The report cited Baylor's expanded recycling program and its plan to provide greener landscaping around campus for the recognition. Baylor was one of 14 Texas colleges and universities to be mentioned in the report.
"We are honored to be recognized for our sustainability efforts over the past year," said Pattie Orr, vice president for information technology and dean of university libraries at Baylor, who acts as the University Sustainability Committee coordinator. "We have made tremendous strides to build a solid infrastructure and are in the process of deploying what we believe is a sustainable recycling program. This recognition will fuel us as we implement recycling at athletic events and in outdoor areas across campus this year."

Memorial cafeteria shows
support for troops
In an effort to help students remember to support our troops overseas, Memorial Cafeteria on the Baylor University campus hosted a "Support the Troops Week" in late September.
During the week, the dining hall provided all the essentials for writing letters and creating care packages for troops deployed to active duty.
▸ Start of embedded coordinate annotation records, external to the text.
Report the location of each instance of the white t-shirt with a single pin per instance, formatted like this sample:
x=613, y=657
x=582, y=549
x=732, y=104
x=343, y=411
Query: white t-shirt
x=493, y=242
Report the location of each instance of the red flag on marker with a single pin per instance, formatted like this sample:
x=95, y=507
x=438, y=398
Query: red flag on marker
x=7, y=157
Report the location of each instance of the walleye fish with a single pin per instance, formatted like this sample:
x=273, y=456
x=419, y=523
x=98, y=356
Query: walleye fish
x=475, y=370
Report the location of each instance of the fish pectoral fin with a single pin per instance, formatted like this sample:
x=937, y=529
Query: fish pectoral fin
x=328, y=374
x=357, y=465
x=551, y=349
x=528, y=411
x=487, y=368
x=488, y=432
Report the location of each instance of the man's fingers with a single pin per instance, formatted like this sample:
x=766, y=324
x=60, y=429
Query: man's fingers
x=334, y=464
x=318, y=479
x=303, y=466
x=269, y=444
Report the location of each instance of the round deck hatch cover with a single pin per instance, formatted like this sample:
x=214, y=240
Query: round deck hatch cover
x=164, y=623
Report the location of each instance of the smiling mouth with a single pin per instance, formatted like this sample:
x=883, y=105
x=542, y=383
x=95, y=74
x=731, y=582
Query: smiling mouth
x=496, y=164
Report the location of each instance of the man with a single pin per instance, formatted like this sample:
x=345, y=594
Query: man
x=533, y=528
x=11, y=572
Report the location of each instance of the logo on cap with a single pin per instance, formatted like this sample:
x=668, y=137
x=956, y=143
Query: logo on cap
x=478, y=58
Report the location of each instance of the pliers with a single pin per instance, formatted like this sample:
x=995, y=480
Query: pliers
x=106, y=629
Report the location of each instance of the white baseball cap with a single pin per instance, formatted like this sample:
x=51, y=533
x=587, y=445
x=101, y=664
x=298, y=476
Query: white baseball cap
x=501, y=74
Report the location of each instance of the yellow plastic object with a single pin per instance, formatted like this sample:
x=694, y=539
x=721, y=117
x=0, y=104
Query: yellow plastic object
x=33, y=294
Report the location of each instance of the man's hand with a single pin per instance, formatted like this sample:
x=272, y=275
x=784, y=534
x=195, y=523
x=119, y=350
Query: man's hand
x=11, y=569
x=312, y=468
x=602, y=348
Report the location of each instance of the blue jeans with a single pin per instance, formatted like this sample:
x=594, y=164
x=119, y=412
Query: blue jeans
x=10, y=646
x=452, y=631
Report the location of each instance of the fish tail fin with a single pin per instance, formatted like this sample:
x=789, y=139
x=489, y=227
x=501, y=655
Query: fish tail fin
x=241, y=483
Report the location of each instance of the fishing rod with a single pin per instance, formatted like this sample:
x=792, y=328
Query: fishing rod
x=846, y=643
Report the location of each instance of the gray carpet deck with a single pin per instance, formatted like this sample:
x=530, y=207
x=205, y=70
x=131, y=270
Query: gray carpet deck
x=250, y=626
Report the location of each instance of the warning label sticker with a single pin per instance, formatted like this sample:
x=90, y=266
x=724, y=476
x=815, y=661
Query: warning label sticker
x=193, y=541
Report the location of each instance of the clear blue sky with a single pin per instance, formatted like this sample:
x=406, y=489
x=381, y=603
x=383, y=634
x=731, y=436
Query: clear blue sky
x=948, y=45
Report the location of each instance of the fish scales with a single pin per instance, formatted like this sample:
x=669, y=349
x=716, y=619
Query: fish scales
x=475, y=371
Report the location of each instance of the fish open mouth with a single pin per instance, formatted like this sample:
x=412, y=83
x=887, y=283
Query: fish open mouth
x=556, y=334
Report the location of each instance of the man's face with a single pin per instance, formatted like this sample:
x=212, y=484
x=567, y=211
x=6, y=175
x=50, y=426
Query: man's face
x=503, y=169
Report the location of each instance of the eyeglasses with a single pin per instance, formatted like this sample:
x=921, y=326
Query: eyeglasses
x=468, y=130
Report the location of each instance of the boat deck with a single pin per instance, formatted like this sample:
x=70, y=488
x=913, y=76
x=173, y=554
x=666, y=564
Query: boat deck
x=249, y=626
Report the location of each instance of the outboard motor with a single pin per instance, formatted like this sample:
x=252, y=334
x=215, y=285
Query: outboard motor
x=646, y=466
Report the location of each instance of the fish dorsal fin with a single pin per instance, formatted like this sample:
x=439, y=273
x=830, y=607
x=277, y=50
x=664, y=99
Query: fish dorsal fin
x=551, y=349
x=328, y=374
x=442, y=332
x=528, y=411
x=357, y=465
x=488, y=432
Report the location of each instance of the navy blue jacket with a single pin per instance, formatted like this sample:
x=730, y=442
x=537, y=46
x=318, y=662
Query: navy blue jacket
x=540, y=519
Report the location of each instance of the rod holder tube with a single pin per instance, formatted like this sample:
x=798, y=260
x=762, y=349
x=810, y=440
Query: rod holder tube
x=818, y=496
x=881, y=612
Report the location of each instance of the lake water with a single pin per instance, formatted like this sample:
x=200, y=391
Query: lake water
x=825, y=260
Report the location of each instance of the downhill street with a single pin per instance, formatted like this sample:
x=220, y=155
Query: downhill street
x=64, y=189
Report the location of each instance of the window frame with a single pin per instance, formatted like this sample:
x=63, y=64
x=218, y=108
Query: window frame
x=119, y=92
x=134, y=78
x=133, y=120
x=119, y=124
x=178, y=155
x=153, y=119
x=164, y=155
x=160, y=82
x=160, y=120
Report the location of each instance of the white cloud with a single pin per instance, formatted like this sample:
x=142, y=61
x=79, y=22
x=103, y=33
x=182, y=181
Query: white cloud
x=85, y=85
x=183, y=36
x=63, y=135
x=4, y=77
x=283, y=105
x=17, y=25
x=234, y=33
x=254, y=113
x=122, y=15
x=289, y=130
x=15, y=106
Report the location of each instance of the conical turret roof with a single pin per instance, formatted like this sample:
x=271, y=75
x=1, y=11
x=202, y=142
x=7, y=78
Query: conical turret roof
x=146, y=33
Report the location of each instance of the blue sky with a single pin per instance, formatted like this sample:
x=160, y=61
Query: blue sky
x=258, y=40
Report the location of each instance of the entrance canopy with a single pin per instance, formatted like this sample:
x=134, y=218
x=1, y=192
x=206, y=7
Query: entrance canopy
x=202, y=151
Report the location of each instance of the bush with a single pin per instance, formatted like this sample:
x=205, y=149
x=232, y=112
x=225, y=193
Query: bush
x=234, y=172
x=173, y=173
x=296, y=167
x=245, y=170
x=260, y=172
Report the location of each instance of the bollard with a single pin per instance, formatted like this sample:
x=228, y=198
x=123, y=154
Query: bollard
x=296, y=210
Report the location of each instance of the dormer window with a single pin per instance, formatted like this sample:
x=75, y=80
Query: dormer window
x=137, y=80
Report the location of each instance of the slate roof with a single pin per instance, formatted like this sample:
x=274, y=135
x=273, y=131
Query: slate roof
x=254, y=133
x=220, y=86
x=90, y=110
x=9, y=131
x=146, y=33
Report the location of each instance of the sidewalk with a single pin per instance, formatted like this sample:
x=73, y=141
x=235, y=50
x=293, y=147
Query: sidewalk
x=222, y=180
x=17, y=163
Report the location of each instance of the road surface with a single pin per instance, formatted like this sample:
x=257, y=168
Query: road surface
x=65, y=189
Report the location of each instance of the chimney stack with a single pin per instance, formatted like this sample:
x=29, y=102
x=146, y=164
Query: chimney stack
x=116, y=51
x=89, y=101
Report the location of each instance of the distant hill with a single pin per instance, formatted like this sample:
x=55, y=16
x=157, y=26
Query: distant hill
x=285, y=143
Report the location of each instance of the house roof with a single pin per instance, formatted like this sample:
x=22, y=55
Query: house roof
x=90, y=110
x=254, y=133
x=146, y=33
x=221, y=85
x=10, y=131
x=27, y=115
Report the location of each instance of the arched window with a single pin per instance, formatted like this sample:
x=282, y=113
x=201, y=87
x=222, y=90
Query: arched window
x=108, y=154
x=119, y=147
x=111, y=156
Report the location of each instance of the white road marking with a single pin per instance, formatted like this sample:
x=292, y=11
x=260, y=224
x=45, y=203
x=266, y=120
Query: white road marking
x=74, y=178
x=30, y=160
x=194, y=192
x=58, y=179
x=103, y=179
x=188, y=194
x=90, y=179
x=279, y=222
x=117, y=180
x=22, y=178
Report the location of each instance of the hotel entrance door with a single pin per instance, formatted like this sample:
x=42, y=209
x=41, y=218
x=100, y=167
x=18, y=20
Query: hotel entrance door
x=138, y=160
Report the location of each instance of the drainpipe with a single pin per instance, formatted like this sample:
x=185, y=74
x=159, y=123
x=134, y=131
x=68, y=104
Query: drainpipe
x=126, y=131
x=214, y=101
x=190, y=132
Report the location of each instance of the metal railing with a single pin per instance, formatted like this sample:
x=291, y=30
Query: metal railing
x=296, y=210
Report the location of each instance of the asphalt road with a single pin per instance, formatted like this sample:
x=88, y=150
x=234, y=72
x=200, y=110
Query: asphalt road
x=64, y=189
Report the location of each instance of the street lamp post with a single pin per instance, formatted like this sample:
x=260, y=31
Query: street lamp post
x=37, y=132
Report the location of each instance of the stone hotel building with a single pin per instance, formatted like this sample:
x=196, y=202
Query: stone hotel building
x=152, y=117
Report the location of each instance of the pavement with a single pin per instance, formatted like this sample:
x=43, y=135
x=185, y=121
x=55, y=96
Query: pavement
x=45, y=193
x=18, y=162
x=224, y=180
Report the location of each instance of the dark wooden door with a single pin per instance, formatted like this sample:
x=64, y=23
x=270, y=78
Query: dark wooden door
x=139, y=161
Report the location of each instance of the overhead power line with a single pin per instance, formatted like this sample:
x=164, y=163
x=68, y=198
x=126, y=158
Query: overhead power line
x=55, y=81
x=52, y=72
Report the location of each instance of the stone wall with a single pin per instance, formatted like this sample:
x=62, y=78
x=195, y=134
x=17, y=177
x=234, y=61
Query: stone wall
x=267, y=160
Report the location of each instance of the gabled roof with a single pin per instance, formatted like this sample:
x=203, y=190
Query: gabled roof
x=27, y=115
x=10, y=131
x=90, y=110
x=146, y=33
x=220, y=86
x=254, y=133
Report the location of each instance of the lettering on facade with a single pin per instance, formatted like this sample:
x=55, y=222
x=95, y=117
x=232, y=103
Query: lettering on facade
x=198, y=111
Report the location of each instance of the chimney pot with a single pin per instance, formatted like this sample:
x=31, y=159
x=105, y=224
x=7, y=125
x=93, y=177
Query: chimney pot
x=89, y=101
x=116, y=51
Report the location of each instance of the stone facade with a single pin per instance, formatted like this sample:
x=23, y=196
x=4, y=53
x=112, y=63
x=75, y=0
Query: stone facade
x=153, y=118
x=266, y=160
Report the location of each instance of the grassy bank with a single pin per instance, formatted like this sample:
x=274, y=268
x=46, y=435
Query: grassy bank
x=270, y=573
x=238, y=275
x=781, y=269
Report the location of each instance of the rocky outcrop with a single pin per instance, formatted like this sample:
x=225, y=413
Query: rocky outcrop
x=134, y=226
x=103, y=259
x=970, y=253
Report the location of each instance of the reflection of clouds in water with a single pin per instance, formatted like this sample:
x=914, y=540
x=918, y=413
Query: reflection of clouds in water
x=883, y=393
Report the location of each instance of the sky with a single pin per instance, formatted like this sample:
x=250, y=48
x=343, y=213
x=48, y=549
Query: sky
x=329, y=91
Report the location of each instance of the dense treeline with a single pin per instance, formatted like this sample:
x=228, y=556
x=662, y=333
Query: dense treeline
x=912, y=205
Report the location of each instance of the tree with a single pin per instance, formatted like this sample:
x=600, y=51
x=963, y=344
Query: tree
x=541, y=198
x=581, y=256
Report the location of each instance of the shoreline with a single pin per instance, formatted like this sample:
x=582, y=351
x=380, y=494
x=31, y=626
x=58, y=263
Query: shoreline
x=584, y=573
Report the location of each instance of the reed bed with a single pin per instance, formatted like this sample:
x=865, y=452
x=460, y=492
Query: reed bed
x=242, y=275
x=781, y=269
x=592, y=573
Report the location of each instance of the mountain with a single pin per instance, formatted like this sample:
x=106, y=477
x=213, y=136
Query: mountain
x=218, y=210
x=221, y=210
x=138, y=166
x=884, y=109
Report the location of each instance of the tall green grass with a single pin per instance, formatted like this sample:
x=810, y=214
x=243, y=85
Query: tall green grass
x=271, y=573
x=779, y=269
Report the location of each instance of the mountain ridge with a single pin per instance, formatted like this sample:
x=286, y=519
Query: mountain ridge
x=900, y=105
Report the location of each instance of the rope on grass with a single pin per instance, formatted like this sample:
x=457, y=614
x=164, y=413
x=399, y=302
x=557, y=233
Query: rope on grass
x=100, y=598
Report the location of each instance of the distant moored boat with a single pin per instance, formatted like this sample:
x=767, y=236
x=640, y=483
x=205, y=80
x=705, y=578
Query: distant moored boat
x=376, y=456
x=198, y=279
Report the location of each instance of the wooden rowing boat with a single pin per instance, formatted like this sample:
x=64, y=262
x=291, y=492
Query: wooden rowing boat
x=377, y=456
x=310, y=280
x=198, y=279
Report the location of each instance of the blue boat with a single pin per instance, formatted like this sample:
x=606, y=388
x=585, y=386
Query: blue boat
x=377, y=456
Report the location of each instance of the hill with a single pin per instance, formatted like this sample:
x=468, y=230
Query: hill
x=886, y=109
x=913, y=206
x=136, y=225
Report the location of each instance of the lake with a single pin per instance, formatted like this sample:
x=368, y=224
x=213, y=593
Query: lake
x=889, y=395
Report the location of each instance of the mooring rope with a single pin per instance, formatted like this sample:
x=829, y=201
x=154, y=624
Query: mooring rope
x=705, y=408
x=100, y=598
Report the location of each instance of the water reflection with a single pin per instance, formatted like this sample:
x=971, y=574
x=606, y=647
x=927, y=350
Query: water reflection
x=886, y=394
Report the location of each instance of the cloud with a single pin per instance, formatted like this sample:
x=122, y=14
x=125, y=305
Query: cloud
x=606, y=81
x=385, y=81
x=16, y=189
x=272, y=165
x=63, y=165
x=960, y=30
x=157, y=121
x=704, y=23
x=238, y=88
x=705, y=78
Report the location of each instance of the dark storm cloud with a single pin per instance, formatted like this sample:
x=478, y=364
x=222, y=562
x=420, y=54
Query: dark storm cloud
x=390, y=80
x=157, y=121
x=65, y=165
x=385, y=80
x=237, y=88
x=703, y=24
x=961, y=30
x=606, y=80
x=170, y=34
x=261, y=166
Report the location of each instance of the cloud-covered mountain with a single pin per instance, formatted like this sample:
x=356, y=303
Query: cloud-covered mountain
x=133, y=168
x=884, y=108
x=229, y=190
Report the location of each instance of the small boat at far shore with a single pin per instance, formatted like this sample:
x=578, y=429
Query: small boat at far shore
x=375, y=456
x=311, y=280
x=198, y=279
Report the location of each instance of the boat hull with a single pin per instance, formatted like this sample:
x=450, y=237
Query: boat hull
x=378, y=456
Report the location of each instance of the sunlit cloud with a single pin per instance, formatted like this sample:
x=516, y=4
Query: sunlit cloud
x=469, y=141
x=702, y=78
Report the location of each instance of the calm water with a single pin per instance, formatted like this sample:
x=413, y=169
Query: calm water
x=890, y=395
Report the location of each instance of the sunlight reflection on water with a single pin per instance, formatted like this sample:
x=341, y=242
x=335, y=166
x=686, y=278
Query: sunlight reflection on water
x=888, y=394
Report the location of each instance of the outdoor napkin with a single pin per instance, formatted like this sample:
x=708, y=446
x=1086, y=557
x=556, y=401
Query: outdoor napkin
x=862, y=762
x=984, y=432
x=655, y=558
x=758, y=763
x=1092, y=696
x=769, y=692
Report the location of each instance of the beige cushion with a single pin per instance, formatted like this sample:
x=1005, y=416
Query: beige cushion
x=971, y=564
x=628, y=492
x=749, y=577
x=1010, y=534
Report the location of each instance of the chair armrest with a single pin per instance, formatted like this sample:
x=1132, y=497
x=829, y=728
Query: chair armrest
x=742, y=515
In addition, local troops came to talk and eat with students.
Billy Collins, a Baylor student who works for Memorial and planned the event, said that he came up with the idea when a supervisor, who recently married a soldier, told him that few soldiers receive any kind of personal communication from America.
"I see thousands of students, faculty and staff come through every week; this idea just made sense," Collins said. "People can spend a few minutes writing a note and send it for free. It couldn't be any easier.
"The war has been going on for so long that I fear a lot of college students have become disconnected with the whole thing," he added. "If we feel disconnected from the war, imagine how disconnected the troops feel from America."

Student wins prestigious
Gilman scholarship
Sarah Rafique, a junior journalism major from Georgetown, Texas, has been awarded the prestigious Gilman Scholarship, which has allowed her to study in Egypt for the fall semester.
Rafique is using her $8,000 award to study Arabic at The American University in Cairo. She is among approximately 1,200 American undergraduate students across the nation who received the Gilman Scholarship, which is chosen by a competitive selection process.
"Getting the scholarship in the first place was an absolute delight," Rafique said. "Because it is government money, I was just extremely humbled that they saw something in me in which they felt I would be a good ambassador for the U.S. while abroad in Egypt."
With her background in journalism and Middle East studies, Rafique plans to become fluent in Arabic and be a foreign correspondent and international journalist.

School of Social Work
receives Texas Homeless
Network award
Baylor's School of Social Work was honored in September with the 2008 Texas Homeless Network Outstanding Community Service Award for "advancing policies or innovative solutions to homelessness or working with communities to make a difference in fighting homelessness."
The School of Social Work was recognized for its prisoner re-entry efforts with the McLennan County Jail, where students counseled prisoners and their families during incarceration and upon release. The School was also honored for enlisting more than 70 representatives in the 2007 Project Homeless Connect, a survey of homeless persons to provide them with better services, sponsored by Waco's Housing and Community Development (HCD) office.
"I stood and watched with pure amazement at the professionalism and compassion Baylor's students reflected in this critical homeless event," said Jeff Wall, director of the HCD in Waco. "The homeless individuals were truly blessed by our Baylor students."

Hankamer's entrepreneurship program jumps to 12th
The John F. Baugh Center for Entrepreneurship in the Hankamer School of Business leaped forward in this year's rankings, placing 12th in the nation among undergraduate programs in The Princeton Review and Entrepreneur Magazine's sixth annual ranking of the top 25 undergraduate colleges and universities.
Last fall, the program placed 23rd in the same ranking.

AFROTC named nation's best
Baylor University's Air Force ROTC Detachment 810, one of the nation's oldest units, has been selected as the top large program in the nation for 2008.
Already named the No. 1 large detachment in the Southwest Region for the second time in five years, a panel of judges determined Baylor's AFROTC to be the best of all 144 detachments nationwide, based on seven different criteria (production, education, recruiting and retention, university and public relations, cadet activities, Arnold Air Society activities and other notable achievements).
Baylor's AFROTC is celebrating its 60th anniversary this year. Since its inception, the unit has commissioned a total of 1,301 second lieutenants.
Additionally, Baylor Regents recently approved the establishment of a new academic department of military science that will house an Army ROTC unit to run parallel with the existing Air Force ROTC program.